CAST.models package

CAST.models.aug module

models.aug.random_aug(graph, x, feat_drop_rate, edge_mask_rate)

Given a graph, randomly drops features and masks edges.

Parameters:
  • graph (DGLGraph) – The input graph.

  • x (torch.Tensor) – The input features.

  • feat_drop_rate (float) – The probability of dropping a feature.

  • edge_mask_rate (float) – The probability of masking an edge.

Returns:

  • DGLGraph – The graph after randomly masking edges.

  • torch.Tensor – The features after randomly dropping features.

models.aug.drop_feature(x, drop_prob)

Randomly drop features with probability drop_prob.

Parameters:
  • x (torch.Tensor) – The input features.

  • drop_prob (float) – The probability of dropping a feature.

Returns:

The remaining features after random dropping.

Return type:

torch.Tensor

models.aug.mask_edge(graph, mask_prob)

Randomly mask edges with probability mask_prob.

Parameters:
  • graph (DGLGraph) – The input graph (only used to take the number of edges).

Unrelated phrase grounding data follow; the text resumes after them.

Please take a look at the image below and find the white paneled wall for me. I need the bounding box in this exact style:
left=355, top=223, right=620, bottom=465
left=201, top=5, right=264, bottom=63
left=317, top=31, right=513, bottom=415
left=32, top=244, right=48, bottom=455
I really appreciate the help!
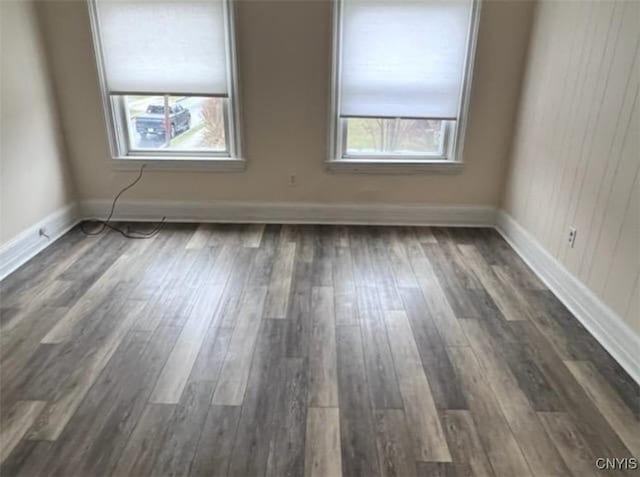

  • mask_prob (float) – The probability of masking an edge.

Returns:

A 1D tensor of indices of the remaining edges after random masking.

Return type:

torch.Tensor

CAST.models.model_GCNII module

class models.model_GCNII.Args(dataname: str, gpu: int = 0, epochs: int = 1000, lr1: float = 0.001, wd1: float = 0.0, lambd: float = 0.001, n_layers: int = 9, der: float = 0.2, dfr: float = 0.2, encoder_dim: int = 256, use_encoder: bool = False)

Bases: object

A class representing the arguments for the GCNII model.

dataname: str

The name of the dataset, used to save the log file

gpu: int = 0

The GPU ID, set to zero for single-GPU nodes

epochs: int = 1000

The number of epochs for training

lr1: float = 0.001

The learning rate

wd1: float = 0.0

The weight decay

lambd: float = 0.001

The lambda in the loss function, refer to online methods

n_layers: int = 9

The number of GCNII layers. More layers mean a deeper model, larger reception field, at the cost of VRAM usage and computation time. By default, we chose the largest number of GCNII layers (n_layer = 9) as recommended by the original GCNII paper. Our experimental results on the simulation dataset and real samples S1-S8 confirm that increasing the number of layers improves the accuracy of CAST alignment, presumably due to the increased contrast and spatial resolution of learned graph embeddings in layer-shaped anatomical regions. These results confirmed that the performance gain from a deep GNN architecture is essential for high-resolution spatial alignment tasks.

der: float = 0.2

The edge dropout rate in CCA-SSG. This hyperparameter controls the extent of graph edge dropout for graph augmentation in the CCA-SSG self-supervised learning model. der = 1 means complete dropout, while der = 0 means no dropout. For CAST, we used default der = 0.5, the same as the default in the CCA-SSG paper. Our sensitivity experiments showed that alignment performance is optimal from 0.3 to 0.7. We recommended users to use the default der value unless necessary.

dfr: float = 0.2

The feature dropout rate in CCA-SSG. This hyperparameter controls the extent of feature dropout for graph augmentation in the CCA-SSG self-supervised learning model. dfr = 1 means complete dropout while dfr = 0 means no dropout. For CAST, we used a default dfr = 0.3, following the CCA-SSG paper. Our parameter sensitivity experiments showed that alignment performance is optimal from 0.1 to 0.4. We recommend users to use the default dfr value unless necessary.

device: str

Set to the GPU_ID if GPU is available and gpu is not -1, otherwise set to cpu.

encoder_dim: int = 256

The encoder dimension, ignored if use_encoder set to False The purpose of the MLP encoder is to reduce the time and space complexity of the model, especially for datasets with large gene panels. For our test set with a gene panel of 2,766 genes, results showed that encoder dimensions 256 and 512 yielded comparable and even slightly better alignment performance than the group without the MLP enocder module. Therefore, we recommend using 256 and 512 for parameter encoder_dim for the datasets with large gene panels (larger than 1,000 genes). We recommend using “No encoder” for datasets with limited gene panels (smaller than 1,000 genes).

use_encoder: bool = False

Whether or not to use an encoder

models.model_GCNII.standardize(x, eps=1e-12)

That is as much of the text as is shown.